QTQ
- Brisbane, Queensland; Australia;
- City: Brisbane
- Channels: Digital: 8 (VHF); Virtual: 9;
- Branding: Nine

Programming
- Language: English
- Network: Nine

Ownership
- Owner: Nine Entertainment; (Queensland Television Ltd);

History
- First air date: 16 August 1959
- Former channel number: Analog: 9 (VHF) (1959–2013)
- Call sign meaning: Queensland Television Queensland

Technical information
- ERP: 50 kW (digital)
- Transmitter coordinates: 27°28′17″S 152°56′31″E﻿ / ﻿27.47139°S 152.94194°E

Links
- Website: 9now.com.au

= QTQ =

QTQ is an Australian television station, licensed to, and serving Brisbane, Queensland. It is owned by the Nine Entertainment, and is part of the Nine Network. It broadcasts on VHF Channel 8 (digital). QTQ began broadcasting on 16 August 1959 as the first television station in Queensland.

==News==

QTQ-9's nightly news program is 9News Queensland, presented on weeknights by Melissa Downes and Joel Dry, with Jonathan Uptin presenting sport, and Garry Youngberry presenting the weather. Mia Glover is the weekend presenter, with Dominique Loudon presenting sport and Luke Bradnam presenting weather. Luke Bradnam also presents Beach and Fishing reports each Friday and Saturday evening.

Fill-in presenters for the bulletins include news presenters Aislin Kriukelis, Alison Ariotti, Paul Taylor and Wendy Kingston.

The bulletin is simulcast in Brisbane on commercial radio station River 94.9, across regional Queensland on WIN Television and throughout remote eastern and central Australia on Imparja Television. As of September 2017, weekend bulletins also air in Darwin.

Since 2014, QTQ-9 has produced local editions of Nine Live Queensland (as well as the Morning News until it was axed in October 2017) on weekdays. The bulletin is presented by Paul Taylor (Monday – Wednesday) and Alison Ariotti (Thursday – Friday) with sport presenters Jonathan Uptin (weeknights) and weather presenters Garry Youngberry (Monday – Thursday) and Luke Bradnam (Friday).

===Presenter history===
Wally Lewis was the weekday sports presenter until December 2006, when following an on-air incident, it was publicly revealed he had epilepsy. He returned to presenting weeknight sport during the 2007–2008 summer period, and also files sports reports. Chris Bombolas was the weekend sports presenter who preceded Steve Haddan, before resigning to become a politician. John Schluter was the weather presenter until his resignation in September 2006, to join rival Seven News Brisbane as the weekday weather presenter; his departure indirectly resulted in Nine News Queensland losing its long-time ratings lead to Seven News Brisbane in 2007; it was not until 2013 that they would regain the ratings lead.

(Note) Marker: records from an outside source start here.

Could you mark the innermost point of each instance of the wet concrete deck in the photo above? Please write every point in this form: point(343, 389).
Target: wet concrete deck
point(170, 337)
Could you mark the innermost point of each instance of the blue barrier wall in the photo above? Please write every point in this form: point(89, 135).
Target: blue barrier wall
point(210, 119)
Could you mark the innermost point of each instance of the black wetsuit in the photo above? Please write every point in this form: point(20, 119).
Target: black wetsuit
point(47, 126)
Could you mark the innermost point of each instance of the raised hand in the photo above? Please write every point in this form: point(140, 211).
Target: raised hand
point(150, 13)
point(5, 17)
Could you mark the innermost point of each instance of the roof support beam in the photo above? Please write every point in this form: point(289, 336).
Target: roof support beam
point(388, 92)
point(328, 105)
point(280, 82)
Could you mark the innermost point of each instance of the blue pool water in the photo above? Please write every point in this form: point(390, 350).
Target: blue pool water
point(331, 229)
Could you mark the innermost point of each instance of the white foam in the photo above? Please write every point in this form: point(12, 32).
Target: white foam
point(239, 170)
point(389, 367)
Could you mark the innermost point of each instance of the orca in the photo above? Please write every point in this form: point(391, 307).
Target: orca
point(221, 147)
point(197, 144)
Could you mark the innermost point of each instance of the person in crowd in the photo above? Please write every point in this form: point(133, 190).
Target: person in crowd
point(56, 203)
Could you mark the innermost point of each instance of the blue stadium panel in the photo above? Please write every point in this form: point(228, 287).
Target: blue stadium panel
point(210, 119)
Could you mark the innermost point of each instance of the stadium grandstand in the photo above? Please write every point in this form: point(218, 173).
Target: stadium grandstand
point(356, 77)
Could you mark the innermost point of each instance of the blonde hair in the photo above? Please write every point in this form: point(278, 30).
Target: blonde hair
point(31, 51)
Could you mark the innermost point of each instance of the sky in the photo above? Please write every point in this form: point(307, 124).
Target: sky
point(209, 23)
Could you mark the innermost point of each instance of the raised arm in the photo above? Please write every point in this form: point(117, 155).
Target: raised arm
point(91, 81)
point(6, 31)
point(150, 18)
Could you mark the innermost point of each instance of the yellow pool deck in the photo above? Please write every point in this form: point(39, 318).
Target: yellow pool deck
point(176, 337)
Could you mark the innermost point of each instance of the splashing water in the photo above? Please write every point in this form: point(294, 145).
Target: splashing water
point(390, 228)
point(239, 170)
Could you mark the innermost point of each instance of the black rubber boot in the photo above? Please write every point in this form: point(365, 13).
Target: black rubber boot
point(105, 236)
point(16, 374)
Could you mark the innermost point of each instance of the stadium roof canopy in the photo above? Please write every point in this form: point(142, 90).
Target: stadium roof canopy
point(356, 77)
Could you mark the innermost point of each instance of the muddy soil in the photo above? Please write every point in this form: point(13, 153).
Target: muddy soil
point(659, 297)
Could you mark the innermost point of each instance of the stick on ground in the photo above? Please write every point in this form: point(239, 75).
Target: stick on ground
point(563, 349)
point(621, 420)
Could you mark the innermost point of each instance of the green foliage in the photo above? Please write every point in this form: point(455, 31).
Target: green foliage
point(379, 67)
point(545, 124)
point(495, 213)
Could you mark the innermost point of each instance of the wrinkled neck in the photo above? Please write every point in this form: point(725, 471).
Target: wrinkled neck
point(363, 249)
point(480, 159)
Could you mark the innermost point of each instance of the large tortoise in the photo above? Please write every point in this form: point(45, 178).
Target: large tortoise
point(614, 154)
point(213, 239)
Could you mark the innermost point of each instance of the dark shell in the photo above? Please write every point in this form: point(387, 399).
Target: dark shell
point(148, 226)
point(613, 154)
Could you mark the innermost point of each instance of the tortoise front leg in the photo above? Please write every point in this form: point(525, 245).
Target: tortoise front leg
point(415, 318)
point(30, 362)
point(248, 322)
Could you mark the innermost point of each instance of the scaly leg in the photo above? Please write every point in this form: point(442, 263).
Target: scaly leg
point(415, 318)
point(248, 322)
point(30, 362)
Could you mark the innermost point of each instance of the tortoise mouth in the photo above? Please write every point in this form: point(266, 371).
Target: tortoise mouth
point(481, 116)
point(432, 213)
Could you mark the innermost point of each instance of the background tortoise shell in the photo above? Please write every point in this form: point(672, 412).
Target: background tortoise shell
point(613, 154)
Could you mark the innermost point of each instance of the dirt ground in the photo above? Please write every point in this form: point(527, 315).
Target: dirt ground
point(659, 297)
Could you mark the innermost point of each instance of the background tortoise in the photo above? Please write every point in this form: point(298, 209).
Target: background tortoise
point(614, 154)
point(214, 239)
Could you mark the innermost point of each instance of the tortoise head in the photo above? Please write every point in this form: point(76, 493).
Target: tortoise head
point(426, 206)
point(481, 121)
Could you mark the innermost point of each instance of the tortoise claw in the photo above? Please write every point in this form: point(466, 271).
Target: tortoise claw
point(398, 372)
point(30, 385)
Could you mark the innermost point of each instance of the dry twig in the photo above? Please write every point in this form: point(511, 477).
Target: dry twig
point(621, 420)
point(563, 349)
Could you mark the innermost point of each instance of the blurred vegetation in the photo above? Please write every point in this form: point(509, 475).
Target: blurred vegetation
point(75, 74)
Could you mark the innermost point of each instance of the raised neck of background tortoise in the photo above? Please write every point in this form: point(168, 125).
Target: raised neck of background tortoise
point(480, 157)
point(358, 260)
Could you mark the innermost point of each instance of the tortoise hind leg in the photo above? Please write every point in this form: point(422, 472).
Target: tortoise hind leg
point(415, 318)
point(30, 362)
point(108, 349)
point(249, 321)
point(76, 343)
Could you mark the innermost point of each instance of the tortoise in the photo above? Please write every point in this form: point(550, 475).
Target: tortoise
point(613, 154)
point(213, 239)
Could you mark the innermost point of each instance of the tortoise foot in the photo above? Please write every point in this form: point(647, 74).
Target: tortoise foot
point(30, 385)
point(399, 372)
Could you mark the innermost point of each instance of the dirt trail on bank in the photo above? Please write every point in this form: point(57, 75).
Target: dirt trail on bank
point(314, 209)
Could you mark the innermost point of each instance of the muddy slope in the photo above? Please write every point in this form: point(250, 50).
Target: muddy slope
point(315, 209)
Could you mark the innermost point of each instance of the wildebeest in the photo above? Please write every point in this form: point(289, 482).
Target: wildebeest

Mike London formerly presented alongside Heather Foord until he resigned in June 2003, following allegations that he had arrangements for a female fan to complain about weeknight presenter Bruce Paige, who was co-presenting with Jillian Whiting at the time. London had swapped roles with Paige in the mid 1990s following the latter's return to the Nine Network.

===2011 "Choppergate" incident===
On the bulletins of Nine News Queensland aired on 20 and 21 August 2011, newsreader Eva Milic conducted two crosses, one on each night, to reporters Melissa Mallet and Cameron Price, respectively, in the station's helicopter which claimed to be "near Beerwah", where the remains of murdered schoolboy Daniel Morcombe had been found earlier that month. The crosses were revealed to be fake when, on the second night, rival station Channel Seven filmed footage of the Nine helicopter sitting on the helipad outside their studios at Mount Coot-tha at the time of the broadcast. Radar footage also revealed that, on the first night, the helicopter was actually hovering over Chapel Hill, 70 km away from Beerwah. Both Mallet and Price, as well as news producer Aaron Wakeley, were sacked by the Nine Network following the incident, while news director Lee Anderson resigned in protest over the faked crossings. Despite the scandal, Nine experienced a spike in its 6:00 pm news ratings in the weeks that followed, managed to win more weeks than it did in the previous three years combined (winning seven of the 32 ratings weeks up to the first week of October), and recovered to reclaim its mantle as Queensland's most-watched news service by 2013.